Rebecca stellte eine weitere Trophäe auf dem staubigen Fenstersims in ihrem Zimmer ab und schnippte eine tote Fliege weg.

»Nicht noch eine!« Dave stand in seinen mit Eisbären bedruckten Bundaberg-Rum-Boxershorts in der Tür.

»Moss. Sie hat einen Novizen-Trial gewonnen.«

»Wie hat sich Stubby gemacht?«

»Sie war überall und nirgends – für Trials ist sie nicht zu gebrauchen. Dags ist immer noch mein Held – wir haben uns für die offene Meisterschaft qualifiziert. Er ist ein echter Angeber.«

»Kommt ganz nach seinem Frauchen«, sagte Dave.

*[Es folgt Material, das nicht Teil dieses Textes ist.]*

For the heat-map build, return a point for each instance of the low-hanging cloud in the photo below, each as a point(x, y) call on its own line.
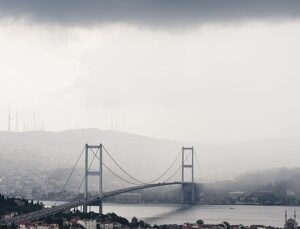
point(147, 12)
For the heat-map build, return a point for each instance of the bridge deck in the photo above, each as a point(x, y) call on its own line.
point(60, 208)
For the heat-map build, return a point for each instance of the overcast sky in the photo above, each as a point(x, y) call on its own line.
point(207, 71)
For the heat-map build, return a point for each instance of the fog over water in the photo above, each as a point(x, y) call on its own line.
point(220, 75)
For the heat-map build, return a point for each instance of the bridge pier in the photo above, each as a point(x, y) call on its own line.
point(88, 173)
point(187, 187)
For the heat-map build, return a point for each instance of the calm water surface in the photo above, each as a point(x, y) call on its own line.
point(178, 214)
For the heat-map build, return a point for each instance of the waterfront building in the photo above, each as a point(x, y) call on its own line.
point(88, 224)
point(290, 223)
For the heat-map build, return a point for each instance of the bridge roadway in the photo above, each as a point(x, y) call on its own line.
point(67, 206)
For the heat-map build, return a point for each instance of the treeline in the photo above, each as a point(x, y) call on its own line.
point(19, 206)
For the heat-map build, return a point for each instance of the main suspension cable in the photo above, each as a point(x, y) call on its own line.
point(166, 169)
point(120, 167)
point(71, 173)
point(118, 176)
point(180, 167)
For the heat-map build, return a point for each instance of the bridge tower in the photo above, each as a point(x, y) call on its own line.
point(90, 149)
point(188, 187)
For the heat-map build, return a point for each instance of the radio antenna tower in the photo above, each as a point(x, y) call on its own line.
point(8, 119)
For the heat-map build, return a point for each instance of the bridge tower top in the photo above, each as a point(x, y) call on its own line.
point(88, 173)
point(186, 151)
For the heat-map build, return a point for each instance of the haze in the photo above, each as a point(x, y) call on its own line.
point(197, 72)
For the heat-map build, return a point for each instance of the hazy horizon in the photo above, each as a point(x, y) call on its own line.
point(206, 71)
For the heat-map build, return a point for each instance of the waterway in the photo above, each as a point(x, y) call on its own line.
point(179, 214)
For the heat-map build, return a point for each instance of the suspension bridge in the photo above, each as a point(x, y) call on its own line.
point(97, 152)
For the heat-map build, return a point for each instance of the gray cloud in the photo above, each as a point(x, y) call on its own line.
point(148, 12)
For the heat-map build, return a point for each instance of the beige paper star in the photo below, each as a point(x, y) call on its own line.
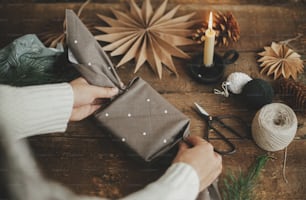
point(280, 60)
point(147, 35)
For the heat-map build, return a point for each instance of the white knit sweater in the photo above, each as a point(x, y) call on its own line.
point(45, 109)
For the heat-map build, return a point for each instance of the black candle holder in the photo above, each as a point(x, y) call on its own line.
point(211, 74)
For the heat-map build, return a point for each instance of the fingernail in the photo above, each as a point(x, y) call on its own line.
point(115, 90)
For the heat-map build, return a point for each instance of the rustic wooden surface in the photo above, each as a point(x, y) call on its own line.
point(86, 160)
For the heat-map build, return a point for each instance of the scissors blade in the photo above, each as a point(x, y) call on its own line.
point(200, 109)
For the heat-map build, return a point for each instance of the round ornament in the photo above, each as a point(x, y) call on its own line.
point(236, 81)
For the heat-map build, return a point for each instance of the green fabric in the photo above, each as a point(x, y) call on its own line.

Rebecca zeigte ihm den Stinkefinger. Dave reagierte, indem er die Zunge zwischen Zähne und Unterlippe schob und sie mit riesigen Augen anstarrte. Sie schleuderte einen Flipflop nach ihm. Er duckte sich darunter weg und rannte über den Flur in die Küche. Sie zog einen Umschlag aus ihrer Hosentasche und entnahm ihm drei knisternde 20-Dollar-Scheine. Dann zog sie die große Trinkschokoladen-Dose unter dem Bett hervor und steckte die Scheine hinein. Der Stapel bunter Geldscheine war sichtbar gewachsen. Das waren ihre Ersparnisse fürs College. Das meiste Geld hatte sie mit dem Welpenverkauf gemacht, aber seit ihren Erfolgen auf den Trials verdiente sie auch gutes Geld, indem sie Dags zum Decken weggab. Sie war erleichtert gewesen, als Moss endlich läufig wurde. Sie hatte so viele Bestellungen für weitere Welpen, dass sie mit der Lieferung nicht mehr nachkam. Letzte Woche hatte sie Moss von Dags decken lassen und hoffte jetzt, dass sie bald mit einem großen Wurf belohnt wurde.

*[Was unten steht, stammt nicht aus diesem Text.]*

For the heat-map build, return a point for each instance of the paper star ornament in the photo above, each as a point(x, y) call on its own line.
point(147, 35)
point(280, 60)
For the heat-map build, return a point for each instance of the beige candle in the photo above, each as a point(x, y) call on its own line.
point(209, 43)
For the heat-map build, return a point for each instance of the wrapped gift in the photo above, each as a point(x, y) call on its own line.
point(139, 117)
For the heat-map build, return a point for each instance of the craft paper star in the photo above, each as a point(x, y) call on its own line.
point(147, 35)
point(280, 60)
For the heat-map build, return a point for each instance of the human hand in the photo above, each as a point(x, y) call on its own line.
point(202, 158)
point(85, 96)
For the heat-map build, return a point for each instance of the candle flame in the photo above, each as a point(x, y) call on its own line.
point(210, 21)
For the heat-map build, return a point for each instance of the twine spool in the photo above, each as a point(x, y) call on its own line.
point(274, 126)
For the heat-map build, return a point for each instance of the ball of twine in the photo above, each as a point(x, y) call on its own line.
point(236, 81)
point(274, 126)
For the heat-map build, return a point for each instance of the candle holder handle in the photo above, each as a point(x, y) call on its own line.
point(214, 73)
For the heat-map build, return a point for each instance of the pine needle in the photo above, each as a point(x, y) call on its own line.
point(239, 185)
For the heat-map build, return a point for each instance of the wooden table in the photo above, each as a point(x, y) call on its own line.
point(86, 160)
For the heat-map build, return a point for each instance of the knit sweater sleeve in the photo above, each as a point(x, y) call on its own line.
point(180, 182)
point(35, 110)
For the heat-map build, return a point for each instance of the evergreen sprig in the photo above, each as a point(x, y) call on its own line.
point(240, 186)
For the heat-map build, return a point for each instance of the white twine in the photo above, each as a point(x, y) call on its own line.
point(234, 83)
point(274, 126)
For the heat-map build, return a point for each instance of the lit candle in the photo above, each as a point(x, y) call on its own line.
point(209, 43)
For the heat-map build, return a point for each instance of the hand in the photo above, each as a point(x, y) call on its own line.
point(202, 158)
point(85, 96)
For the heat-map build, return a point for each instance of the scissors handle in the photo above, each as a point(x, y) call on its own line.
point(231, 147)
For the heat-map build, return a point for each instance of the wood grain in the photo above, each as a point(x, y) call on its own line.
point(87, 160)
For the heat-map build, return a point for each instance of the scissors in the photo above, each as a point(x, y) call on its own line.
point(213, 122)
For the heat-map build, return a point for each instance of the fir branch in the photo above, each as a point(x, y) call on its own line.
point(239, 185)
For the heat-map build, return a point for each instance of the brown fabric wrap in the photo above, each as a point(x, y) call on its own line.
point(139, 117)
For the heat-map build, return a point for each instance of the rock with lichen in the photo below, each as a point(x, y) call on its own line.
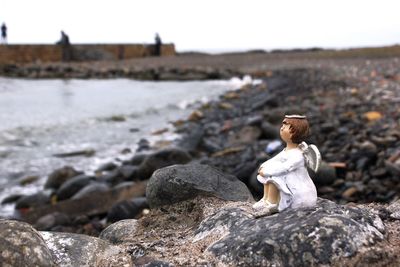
point(181, 182)
point(81, 250)
point(322, 235)
point(21, 245)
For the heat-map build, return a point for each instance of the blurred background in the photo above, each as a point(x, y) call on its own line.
point(97, 95)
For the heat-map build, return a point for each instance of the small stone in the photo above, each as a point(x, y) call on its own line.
point(349, 192)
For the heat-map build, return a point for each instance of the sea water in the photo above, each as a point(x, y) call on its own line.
point(42, 118)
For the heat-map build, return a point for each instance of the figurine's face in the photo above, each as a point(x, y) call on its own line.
point(286, 135)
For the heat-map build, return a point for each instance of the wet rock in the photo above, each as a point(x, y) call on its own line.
point(326, 174)
point(21, 245)
point(93, 187)
point(143, 145)
point(160, 159)
point(128, 172)
point(394, 209)
point(244, 171)
point(246, 135)
point(11, 199)
point(81, 250)
point(137, 159)
point(72, 186)
point(190, 141)
point(60, 176)
point(28, 180)
point(127, 209)
point(322, 235)
point(107, 167)
point(34, 200)
point(120, 231)
point(112, 177)
point(181, 182)
point(47, 222)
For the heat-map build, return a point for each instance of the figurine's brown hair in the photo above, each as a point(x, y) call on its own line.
point(299, 128)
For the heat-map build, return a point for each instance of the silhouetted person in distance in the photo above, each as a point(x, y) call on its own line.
point(3, 33)
point(65, 47)
point(158, 44)
point(64, 40)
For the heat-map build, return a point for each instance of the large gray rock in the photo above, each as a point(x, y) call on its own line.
point(60, 176)
point(81, 250)
point(182, 182)
point(323, 235)
point(120, 231)
point(21, 245)
point(160, 159)
point(72, 186)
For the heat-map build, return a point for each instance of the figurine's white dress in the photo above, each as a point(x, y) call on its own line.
point(287, 171)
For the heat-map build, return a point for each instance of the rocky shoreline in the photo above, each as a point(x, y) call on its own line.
point(353, 110)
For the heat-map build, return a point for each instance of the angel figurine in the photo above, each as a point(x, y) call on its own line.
point(285, 176)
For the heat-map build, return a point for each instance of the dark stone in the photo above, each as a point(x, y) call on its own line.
point(326, 174)
point(60, 176)
point(120, 231)
point(322, 235)
point(143, 145)
point(127, 209)
point(107, 167)
point(191, 140)
point(182, 182)
point(47, 222)
point(94, 187)
point(244, 171)
point(113, 177)
point(81, 250)
point(34, 200)
point(11, 199)
point(72, 186)
point(128, 172)
point(160, 159)
point(22, 245)
point(137, 159)
point(269, 131)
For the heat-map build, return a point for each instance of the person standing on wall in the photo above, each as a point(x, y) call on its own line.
point(4, 33)
point(158, 44)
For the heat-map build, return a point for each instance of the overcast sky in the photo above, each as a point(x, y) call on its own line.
point(207, 25)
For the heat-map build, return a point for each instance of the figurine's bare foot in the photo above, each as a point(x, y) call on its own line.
point(266, 210)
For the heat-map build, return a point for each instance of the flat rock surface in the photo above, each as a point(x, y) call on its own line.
point(215, 232)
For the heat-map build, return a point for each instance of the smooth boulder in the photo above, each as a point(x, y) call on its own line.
point(21, 245)
point(71, 250)
point(322, 235)
point(182, 182)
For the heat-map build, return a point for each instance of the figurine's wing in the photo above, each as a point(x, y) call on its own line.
point(311, 156)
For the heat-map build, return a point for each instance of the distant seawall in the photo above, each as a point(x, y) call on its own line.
point(79, 52)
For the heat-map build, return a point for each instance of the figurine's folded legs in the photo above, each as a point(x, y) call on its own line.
point(270, 199)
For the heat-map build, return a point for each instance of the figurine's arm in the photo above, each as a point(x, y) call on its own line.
point(281, 166)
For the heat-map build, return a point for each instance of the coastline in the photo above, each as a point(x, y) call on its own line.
point(232, 133)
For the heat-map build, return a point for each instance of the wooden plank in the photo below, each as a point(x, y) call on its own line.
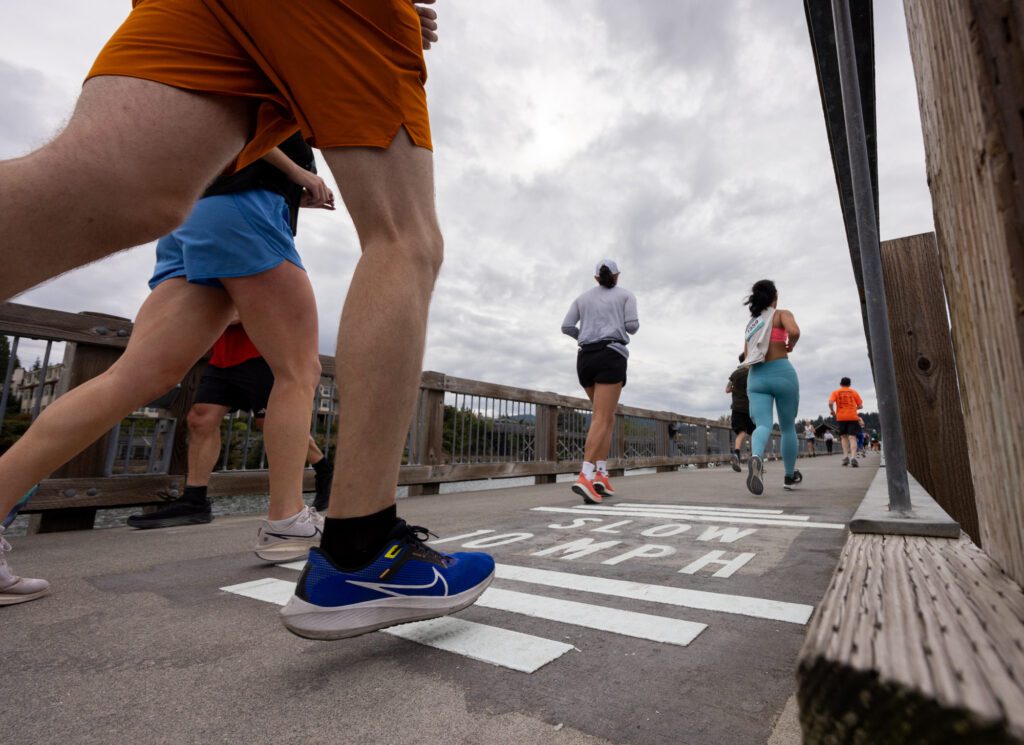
point(916, 640)
point(967, 59)
point(57, 325)
point(926, 377)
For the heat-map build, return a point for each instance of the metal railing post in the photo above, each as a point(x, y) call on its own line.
point(870, 259)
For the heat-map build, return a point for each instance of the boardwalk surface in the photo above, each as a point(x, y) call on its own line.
point(671, 614)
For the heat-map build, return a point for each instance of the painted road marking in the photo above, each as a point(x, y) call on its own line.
point(627, 623)
point(722, 602)
point(737, 604)
point(501, 647)
point(590, 510)
point(678, 510)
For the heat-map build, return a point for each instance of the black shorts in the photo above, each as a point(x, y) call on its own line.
point(741, 422)
point(600, 365)
point(243, 387)
point(849, 428)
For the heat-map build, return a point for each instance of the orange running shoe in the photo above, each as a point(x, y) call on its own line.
point(585, 488)
point(602, 485)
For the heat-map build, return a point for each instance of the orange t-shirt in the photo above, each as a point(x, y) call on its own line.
point(847, 400)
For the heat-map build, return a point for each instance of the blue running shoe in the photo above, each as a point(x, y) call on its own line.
point(17, 507)
point(407, 581)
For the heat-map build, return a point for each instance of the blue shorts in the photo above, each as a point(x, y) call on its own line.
point(227, 235)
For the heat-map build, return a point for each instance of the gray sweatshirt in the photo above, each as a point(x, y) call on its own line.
point(603, 314)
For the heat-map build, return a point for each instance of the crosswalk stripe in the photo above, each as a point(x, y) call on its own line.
point(627, 623)
point(684, 512)
point(652, 506)
point(502, 647)
point(592, 510)
point(737, 604)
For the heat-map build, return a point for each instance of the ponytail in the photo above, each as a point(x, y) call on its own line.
point(763, 294)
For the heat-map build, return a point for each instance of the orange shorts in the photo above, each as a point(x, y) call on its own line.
point(347, 73)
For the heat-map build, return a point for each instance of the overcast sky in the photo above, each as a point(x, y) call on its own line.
point(685, 140)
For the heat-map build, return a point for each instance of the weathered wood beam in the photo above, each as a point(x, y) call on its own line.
point(968, 62)
point(926, 377)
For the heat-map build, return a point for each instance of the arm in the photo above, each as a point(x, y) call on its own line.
point(570, 320)
point(316, 192)
point(632, 318)
point(790, 323)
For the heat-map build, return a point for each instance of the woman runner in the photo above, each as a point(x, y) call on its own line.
point(773, 381)
point(606, 316)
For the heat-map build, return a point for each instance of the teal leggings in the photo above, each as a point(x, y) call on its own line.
point(768, 382)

Rebecca drückte den Deckel wieder auf die Dose und schob sie unter das Bett zurück. Dann räkelte sie sich und ging von ihrem Zimmer in die Küche. Sie versuchte zu überschlagen, wann die Welpen geboren würden.

»Scheiße«, sagte sie.

»Was?«, fragte Dave, der sich gerade vorgebeugt hatte, um den Gasgrill anzuzünden.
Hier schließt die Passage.